I especially thought it was important to folks from African-American backgrounds to make critical product decisions in the room because otherwise, how would we even know what we don’t know? And so I do think it’s really critically important to understand that when you look around the room, that the people who are making decisions in the conference room look, speak, think, have empathy for the people that are your customers and that you want to be your future customers. But that is very, very important.

Question [00:38:58] How would you encourage people who don’t have the title and think that don’t deserve to share ideas to take one step forward and try to position themselves and add value?

Tatyana [00:39:15] I think that’s a hard one. I mean it’s not that I haven’t faced setbacks. I’ve faced some discrimination, some harassment in my background. So I definitely understand what it feels like to feel intimidated, to be the only woman in the room to be the only female voice in the room for years often. And how much that weighs on your ability to speak up how much that fact alone, creates a context in which you would just rather not speak up at all, because you just don’t know what the response will be. Often it’s even worse when you’re ignored, even if you’re not attacked. So I get that.

There are two things that I would say, one, try to find an ally who is often in the room with you, who will help amplify your voice.
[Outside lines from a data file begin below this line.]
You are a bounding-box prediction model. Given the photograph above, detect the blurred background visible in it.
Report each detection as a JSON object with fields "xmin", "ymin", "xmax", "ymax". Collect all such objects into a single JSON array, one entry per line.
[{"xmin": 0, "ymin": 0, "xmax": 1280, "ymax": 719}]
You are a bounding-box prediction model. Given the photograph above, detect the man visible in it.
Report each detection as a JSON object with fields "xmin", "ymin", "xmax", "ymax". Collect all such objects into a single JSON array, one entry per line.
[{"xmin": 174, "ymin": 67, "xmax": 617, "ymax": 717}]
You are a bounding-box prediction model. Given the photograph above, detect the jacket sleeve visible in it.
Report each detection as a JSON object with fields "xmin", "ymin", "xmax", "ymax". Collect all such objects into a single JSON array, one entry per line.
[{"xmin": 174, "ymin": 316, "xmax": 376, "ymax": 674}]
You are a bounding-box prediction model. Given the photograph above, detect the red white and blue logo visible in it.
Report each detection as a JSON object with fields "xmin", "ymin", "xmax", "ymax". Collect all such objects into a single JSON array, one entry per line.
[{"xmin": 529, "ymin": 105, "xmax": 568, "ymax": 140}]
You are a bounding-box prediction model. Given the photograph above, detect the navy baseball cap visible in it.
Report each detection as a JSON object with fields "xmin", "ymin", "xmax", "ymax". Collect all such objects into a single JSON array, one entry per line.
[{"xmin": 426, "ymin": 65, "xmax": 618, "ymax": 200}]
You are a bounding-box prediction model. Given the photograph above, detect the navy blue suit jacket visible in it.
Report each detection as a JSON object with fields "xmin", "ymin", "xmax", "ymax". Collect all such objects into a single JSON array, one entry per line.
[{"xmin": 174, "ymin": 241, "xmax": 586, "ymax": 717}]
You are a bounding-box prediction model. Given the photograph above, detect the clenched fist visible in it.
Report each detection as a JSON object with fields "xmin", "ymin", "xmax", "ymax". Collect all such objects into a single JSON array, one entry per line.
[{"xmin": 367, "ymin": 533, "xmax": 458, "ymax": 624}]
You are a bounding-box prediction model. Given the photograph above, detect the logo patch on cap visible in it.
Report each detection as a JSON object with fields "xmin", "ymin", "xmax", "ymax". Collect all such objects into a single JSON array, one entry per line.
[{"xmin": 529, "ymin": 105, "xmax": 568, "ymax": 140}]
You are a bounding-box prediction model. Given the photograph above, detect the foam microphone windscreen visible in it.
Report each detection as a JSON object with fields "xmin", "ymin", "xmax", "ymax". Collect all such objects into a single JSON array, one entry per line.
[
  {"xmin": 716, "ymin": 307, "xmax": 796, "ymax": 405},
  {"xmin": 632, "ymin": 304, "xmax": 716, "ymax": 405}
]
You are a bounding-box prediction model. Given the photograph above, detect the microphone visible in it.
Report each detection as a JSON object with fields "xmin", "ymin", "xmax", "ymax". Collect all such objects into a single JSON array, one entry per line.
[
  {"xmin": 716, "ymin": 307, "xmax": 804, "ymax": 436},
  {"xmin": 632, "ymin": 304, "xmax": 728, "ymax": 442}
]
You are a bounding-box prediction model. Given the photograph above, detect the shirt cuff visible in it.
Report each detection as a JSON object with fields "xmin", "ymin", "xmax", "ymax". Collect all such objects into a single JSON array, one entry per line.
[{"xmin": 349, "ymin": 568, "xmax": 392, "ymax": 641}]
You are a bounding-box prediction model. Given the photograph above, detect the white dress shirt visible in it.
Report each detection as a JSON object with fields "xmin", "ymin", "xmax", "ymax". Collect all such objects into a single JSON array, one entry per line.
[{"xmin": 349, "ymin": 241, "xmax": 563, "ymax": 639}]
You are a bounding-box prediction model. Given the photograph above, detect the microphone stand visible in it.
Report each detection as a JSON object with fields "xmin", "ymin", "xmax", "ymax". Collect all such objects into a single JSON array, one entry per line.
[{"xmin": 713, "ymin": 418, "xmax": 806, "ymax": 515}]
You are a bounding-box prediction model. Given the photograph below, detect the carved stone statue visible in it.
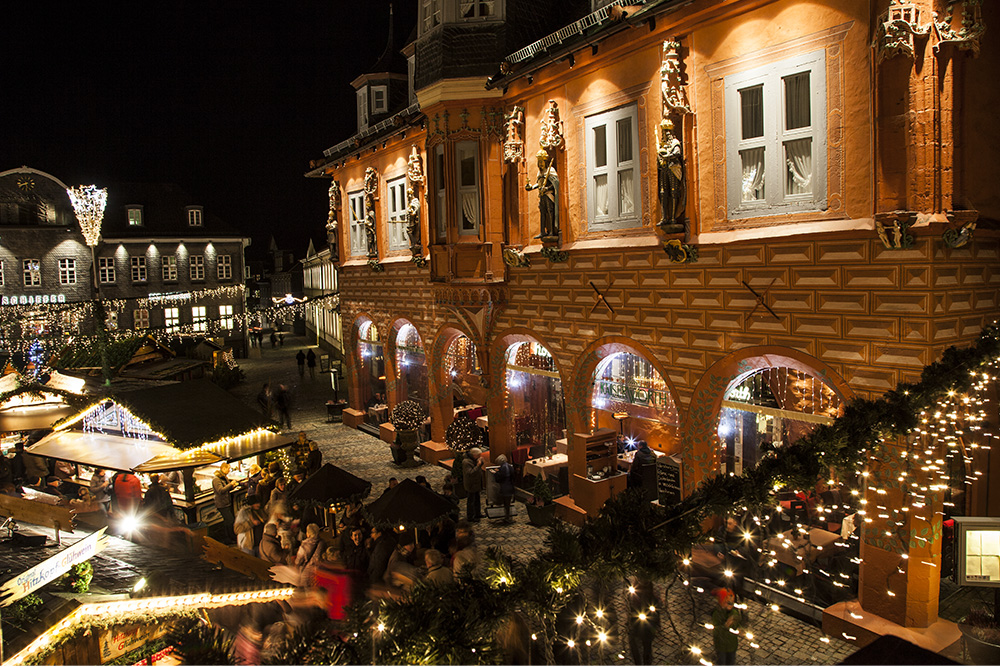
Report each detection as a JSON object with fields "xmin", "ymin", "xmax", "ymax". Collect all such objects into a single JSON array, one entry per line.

Can you find someone, it can be a man? Absolutely. I’ve had a situation several times where a man in the room has said, had said, like, and what she said, I agree with, let me restate it again in my masculine voice so that the rest of you will hear it. I’ve definitely seen that happen. And that in fact has happened to me in the past with a male VP who would do that again and again and again, when he felt that my voice was not heard in the room, he would let me make a point. And they’d be like, Oh, that’s a really good point. And be like, yeah, Tatyana just said that.

So try to find an ally, try to work with that person, someone who really believes in you, who’s on your team. Maybe your boss, maybe it isn’t, but somebody who’s an ally who will amplify your voice and see if that helps.

The other thing is writing long emails. This is one of the other things that I did is, when I had a point of view and I felt like I was not being heard sometimes in a meeting, you have like a few seconds of conversation because you don’t want to take up the whole space and right a long email. And really read that email, again and again, make sure it’s really great, and then send it off to the decision-makers. That can be incredibly effective if the verbal communication isn’t working, and you are getting drowned out or you feel uncomfortable. Try email communication, but make sure those emails are really great.

And finally, if nothing is getting through and you not confident that the environment is not one that is conducive to including your voice, look for another job. I mean, honestly, the world is big. Everyone needs great talent. So if you’re not being appreciated where you are, the world, the world is your oyster, right? You are valuable and you provide valuable perspective, find a place that will value that perspective, and that will value your voice.

Question[00:42:34] Is there anything else that you would like to add?

Tatyana [00:42:38] One of the things around product is, you know, it’s our responsibility we’re creating the future, right? Product Management is the function that is building the future, because so much of the future, almost all of it is going to come through technology in one way or the other. So please take that responsibility seriously. Please think about our ethical responsibilities. What is the type of future that you are building in your day-to-day job and really come at it from that perspective?